Pessoas religiosas vivem mais?

“Participação regular em atividades religiosas, melhor saúde física e vida mais longa andam de mãos dadas, segundo uma avaliação de 42 estudos independentes sobre esse assunto publicados desde 1977”, declara a revista Science News. “Existe uma relação significativa entre o envolvimento com a religião, principalmente a participação pública, e a vida mais longa, dizem os cientistas.” Foram apresentadas várias explicações para essa conclusão: o fato de se evitar comportamentos de risco, estabilidade conjugal, menos depressão devido a questões que fogem do nosso controle, mais contatos sociais e emoções e atitudes positivas. Um dos relatórios conclui: “A participação regular em atividades religiosas provou . . . estar associada com menos risco de morte, principalmente entre as mulheres. As pessoas que seguem uma religião com assiduidade . . . relataram ter mais amizades, menos depressão e hábitos mais saudáveis.”

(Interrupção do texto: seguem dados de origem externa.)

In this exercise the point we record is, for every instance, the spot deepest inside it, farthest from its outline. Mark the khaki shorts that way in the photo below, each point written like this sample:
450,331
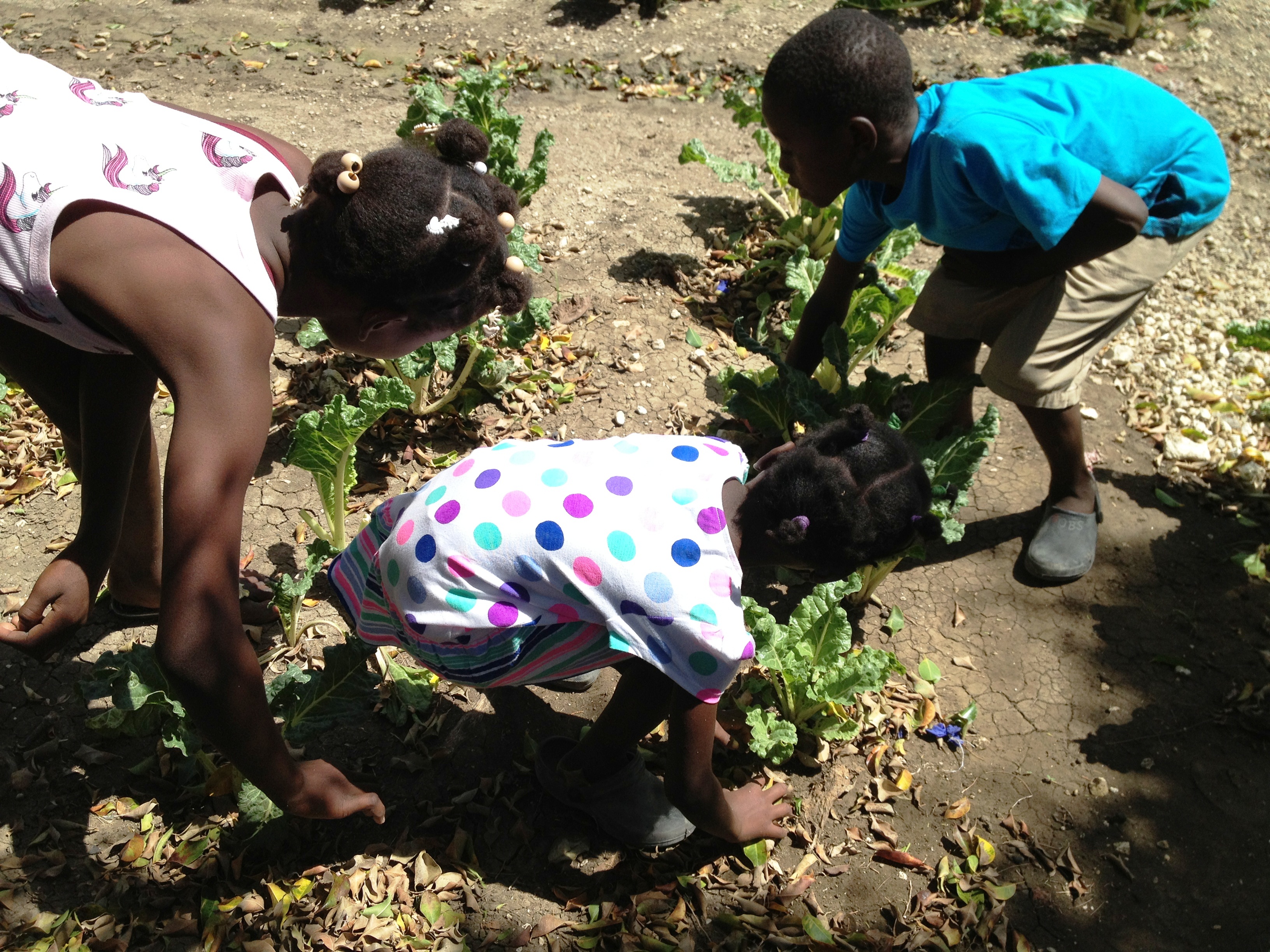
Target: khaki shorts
1045,336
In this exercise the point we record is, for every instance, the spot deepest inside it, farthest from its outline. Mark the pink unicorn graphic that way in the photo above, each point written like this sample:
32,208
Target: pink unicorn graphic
115,163
221,160
8,101
19,206
91,93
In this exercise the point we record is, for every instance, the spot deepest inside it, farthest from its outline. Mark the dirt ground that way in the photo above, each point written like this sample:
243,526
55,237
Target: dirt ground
1123,676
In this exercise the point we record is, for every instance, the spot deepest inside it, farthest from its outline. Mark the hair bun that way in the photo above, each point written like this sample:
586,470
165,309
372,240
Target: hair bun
459,141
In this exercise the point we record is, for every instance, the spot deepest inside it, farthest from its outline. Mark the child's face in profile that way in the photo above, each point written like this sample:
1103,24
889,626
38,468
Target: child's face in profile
822,165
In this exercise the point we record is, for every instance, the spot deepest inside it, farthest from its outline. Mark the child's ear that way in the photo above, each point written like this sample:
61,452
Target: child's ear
376,320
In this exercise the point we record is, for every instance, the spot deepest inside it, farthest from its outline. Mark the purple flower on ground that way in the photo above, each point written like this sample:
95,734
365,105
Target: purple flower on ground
951,733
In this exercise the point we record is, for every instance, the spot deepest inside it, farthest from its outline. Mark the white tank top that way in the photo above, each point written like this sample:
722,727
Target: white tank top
67,140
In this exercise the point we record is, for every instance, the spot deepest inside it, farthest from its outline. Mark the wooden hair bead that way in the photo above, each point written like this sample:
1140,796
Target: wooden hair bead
348,182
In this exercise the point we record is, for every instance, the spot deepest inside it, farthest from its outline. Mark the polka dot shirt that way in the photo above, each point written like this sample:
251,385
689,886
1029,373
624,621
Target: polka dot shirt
626,534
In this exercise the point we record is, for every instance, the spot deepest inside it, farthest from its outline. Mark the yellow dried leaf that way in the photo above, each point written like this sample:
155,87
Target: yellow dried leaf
958,809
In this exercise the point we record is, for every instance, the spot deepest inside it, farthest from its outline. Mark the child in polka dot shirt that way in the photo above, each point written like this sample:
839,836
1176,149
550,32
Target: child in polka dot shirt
530,563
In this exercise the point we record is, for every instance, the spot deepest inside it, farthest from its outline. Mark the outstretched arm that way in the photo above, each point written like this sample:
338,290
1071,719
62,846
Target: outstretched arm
1114,217
738,816
828,305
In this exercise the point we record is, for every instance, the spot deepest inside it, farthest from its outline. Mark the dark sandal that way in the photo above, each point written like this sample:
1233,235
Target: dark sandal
630,805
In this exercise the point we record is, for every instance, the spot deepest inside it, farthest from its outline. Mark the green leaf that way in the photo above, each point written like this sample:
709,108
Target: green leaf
312,334
756,854
323,442
520,329
410,691
816,931
254,807
770,737
1255,337
312,702
895,622
967,715
526,250
728,172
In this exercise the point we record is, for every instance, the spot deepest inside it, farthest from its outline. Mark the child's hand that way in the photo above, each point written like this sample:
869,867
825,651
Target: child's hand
755,812
326,794
59,604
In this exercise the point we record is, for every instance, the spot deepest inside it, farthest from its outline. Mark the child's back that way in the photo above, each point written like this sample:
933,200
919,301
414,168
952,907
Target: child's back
1010,163
535,562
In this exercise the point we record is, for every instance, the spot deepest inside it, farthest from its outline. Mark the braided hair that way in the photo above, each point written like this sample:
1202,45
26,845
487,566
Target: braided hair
376,242
846,495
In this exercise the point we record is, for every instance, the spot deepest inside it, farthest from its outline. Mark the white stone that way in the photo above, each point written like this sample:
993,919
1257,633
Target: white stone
1185,450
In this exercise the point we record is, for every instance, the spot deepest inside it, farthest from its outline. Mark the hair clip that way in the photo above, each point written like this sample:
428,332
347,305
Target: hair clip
439,226
347,181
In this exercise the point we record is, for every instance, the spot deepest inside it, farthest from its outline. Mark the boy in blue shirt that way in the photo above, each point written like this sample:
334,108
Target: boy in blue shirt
1061,197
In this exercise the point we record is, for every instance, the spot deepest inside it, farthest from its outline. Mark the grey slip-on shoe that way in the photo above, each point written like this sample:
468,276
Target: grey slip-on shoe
630,805
1065,544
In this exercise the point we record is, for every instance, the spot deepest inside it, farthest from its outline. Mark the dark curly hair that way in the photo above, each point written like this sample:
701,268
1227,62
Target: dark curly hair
841,65
846,495
376,244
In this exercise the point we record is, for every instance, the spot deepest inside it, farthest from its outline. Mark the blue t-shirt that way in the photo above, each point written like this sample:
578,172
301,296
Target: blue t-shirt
1010,163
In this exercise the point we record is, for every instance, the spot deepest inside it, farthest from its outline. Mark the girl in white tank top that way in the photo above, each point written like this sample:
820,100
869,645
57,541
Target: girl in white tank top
141,242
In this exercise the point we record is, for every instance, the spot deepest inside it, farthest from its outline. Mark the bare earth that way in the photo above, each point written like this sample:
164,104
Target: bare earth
1074,683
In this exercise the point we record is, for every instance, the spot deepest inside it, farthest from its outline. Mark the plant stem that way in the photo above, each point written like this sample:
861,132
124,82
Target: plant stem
340,511
454,388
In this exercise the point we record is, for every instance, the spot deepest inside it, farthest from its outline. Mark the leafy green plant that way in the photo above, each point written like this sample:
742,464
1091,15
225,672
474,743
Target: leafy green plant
811,672
799,222
324,443
1256,337
290,591
308,702
1040,59
479,97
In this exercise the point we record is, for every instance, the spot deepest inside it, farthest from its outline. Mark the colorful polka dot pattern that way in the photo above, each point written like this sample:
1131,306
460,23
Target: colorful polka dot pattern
628,534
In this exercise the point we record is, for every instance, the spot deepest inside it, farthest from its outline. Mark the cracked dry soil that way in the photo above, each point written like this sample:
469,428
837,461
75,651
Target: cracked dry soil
1067,679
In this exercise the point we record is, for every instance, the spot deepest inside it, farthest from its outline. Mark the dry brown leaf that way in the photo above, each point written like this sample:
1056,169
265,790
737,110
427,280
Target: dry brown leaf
958,809
898,857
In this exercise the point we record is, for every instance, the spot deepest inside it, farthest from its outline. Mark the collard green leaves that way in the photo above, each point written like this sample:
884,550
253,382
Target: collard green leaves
812,672
312,702
479,98
324,442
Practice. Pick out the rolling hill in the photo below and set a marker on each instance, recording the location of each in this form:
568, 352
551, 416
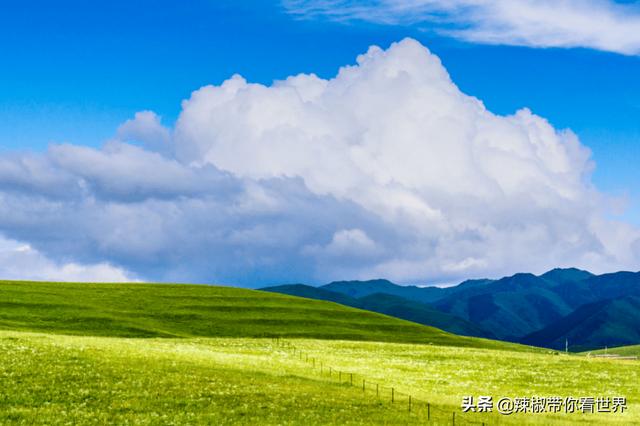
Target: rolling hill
595, 325
163, 310
511, 308
182, 354
388, 304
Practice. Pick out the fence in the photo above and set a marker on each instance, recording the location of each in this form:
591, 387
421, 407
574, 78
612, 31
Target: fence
391, 395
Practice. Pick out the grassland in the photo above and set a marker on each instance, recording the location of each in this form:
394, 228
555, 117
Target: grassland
633, 350
163, 363
162, 310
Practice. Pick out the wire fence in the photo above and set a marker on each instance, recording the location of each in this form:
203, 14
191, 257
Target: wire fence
391, 395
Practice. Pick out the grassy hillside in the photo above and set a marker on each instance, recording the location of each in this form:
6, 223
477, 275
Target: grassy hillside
633, 350
389, 304
56, 379
160, 310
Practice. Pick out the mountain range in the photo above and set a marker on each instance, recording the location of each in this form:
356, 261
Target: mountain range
589, 311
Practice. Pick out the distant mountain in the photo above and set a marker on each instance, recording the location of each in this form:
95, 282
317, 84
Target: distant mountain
389, 304
511, 308
421, 313
359, 289
309, 292
595, 325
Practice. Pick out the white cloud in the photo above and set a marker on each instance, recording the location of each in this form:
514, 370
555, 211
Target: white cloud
386, 170
22, 262
597, 24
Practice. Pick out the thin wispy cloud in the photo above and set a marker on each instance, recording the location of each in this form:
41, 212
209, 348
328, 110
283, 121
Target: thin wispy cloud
596, 24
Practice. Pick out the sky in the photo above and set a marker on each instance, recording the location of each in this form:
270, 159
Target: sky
93, 94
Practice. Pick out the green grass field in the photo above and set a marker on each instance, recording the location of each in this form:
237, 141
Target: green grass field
633, 350
159, 354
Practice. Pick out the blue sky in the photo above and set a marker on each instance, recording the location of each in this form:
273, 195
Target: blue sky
73, 71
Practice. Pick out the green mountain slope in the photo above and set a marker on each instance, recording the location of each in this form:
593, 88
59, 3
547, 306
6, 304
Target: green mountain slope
509, 307
161, 310
358, 289
388, 304
632, 350
604, 323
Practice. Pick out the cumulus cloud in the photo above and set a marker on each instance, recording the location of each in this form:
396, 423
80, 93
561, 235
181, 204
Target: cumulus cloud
597, 24
386, 170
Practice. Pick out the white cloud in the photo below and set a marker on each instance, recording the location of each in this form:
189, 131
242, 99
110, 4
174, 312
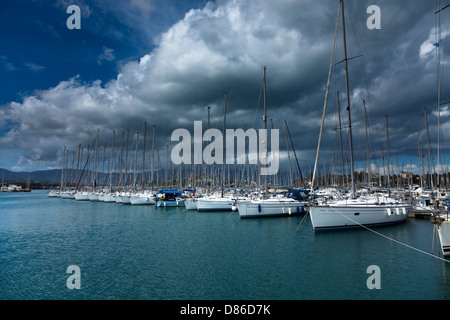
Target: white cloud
33, 66
106, 55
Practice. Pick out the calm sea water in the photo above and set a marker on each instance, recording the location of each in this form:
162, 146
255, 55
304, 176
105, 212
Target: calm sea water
144, 252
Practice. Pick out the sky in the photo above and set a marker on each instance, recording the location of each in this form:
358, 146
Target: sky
163, 62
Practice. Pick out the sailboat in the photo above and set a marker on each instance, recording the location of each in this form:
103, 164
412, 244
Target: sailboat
356, 212
218, 202
441, 219
276, 205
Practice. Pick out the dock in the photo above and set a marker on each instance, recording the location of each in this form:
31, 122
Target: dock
420, 214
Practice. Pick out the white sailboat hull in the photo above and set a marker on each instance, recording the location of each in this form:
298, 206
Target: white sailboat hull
204, 205
81, 196
333, 217
142, 200
258, 209
190, 204
94, 197
444, 237
170, 203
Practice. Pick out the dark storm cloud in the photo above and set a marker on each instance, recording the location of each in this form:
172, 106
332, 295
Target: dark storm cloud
222, 47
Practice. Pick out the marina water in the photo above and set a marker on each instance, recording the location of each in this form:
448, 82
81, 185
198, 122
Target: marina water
144, 252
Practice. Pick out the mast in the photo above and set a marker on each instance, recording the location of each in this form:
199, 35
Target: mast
224, 136
340, 139
348, 103
429, 150
265, 126
388, 151
289, 158
367, 144
325, 103
143, 155
153, 154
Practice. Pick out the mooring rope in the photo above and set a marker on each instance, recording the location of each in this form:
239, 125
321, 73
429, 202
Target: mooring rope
391, 239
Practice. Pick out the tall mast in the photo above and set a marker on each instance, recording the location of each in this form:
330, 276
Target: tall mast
153, 153
340, 140
429, 150
143, 155
224, 135
367, 144
348, 103
265, 124
388, 151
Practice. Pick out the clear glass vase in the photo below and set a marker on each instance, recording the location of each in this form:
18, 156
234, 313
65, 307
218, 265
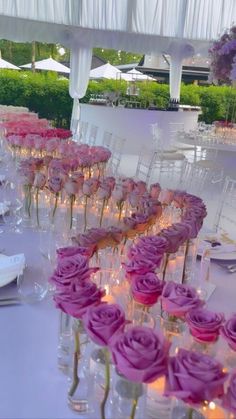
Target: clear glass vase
64, 342
79, 382
127, 399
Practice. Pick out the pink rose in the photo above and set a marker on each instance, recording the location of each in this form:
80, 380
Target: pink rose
147, 288
102, 322
228, 331
70, 270
204, 325
178, 299
39, 180
71, 187
75, 250
166, 196
155, 190
76, 303
194, 377
229, 399
55, 184
140, 354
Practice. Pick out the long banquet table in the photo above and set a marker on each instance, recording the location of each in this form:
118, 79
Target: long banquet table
31, 386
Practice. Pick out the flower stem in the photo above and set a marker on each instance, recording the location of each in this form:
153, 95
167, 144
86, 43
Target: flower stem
190, 413
185, 260
165, 266
134, 407
72, 199
101, 216
107, 383
85, 213
37, 206
75, 381
55, 206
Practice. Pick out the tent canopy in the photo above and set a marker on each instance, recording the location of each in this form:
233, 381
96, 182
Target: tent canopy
180, 28
106, 71
132, 25
49, 64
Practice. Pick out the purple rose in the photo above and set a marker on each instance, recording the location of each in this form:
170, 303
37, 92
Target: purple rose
75, 250
140, 354
228, 331
76, 303
103, 321
178, 299
194, 377
147, 288
204, 325
155, 190
229, 399
70, 270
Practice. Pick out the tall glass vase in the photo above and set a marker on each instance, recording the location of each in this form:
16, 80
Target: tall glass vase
64, 342
80, 382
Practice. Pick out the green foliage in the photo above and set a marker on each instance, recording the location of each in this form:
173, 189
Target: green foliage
48, 95
43, 93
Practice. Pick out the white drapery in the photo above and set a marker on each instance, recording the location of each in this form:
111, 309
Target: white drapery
145, 26
80, 64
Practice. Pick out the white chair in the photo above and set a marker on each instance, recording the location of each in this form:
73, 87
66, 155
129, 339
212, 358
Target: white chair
226, 212
107, 140
198, 177
118, 144
92, 135
167, 160
146, 161
83, 129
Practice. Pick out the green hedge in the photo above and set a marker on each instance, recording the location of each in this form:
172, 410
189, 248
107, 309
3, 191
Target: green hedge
48, 95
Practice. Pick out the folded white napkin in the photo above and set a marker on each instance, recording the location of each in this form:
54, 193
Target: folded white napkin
11, 267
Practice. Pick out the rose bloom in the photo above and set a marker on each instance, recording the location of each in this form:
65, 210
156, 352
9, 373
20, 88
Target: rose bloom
147, 288
75, 250
228, 331
69, 270
103, 321
155, 190
140, 354
194, 377
229, 399
76, 303
178, 299
204, 324
39, 180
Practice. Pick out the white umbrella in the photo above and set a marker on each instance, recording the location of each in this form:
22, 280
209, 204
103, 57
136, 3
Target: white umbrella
7, 65
49, 64
106, 71
135, 75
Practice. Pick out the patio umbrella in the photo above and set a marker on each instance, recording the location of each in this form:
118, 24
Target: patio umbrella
106, 71
135, 75
7, 65
49, 64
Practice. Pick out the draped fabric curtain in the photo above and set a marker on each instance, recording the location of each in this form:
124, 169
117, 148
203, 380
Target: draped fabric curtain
80, 64
145, 26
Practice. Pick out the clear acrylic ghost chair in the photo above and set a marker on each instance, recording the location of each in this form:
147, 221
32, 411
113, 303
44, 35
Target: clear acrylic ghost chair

Mais de um bilhão de habitantes na Índia

Em 11 de maio de 2000, foi dito que a população da Índia chegou a um bilhão. Mas a Associated Press explicou: “Não é fácil determinar quando a Índia atingiu a população de 1 bilhão visto que no país nascem 42.000 crianças por dia e os registros médicos são poucos.” Com o aumento da população, aumentam também a fome e o analfabetismo, apesar dos grandes avanços na produção de alimentos e na educação. Embora milhões vivam na miséria, um filho é encarado como um futuro trabalhador que poderá ajudar no sustento da família.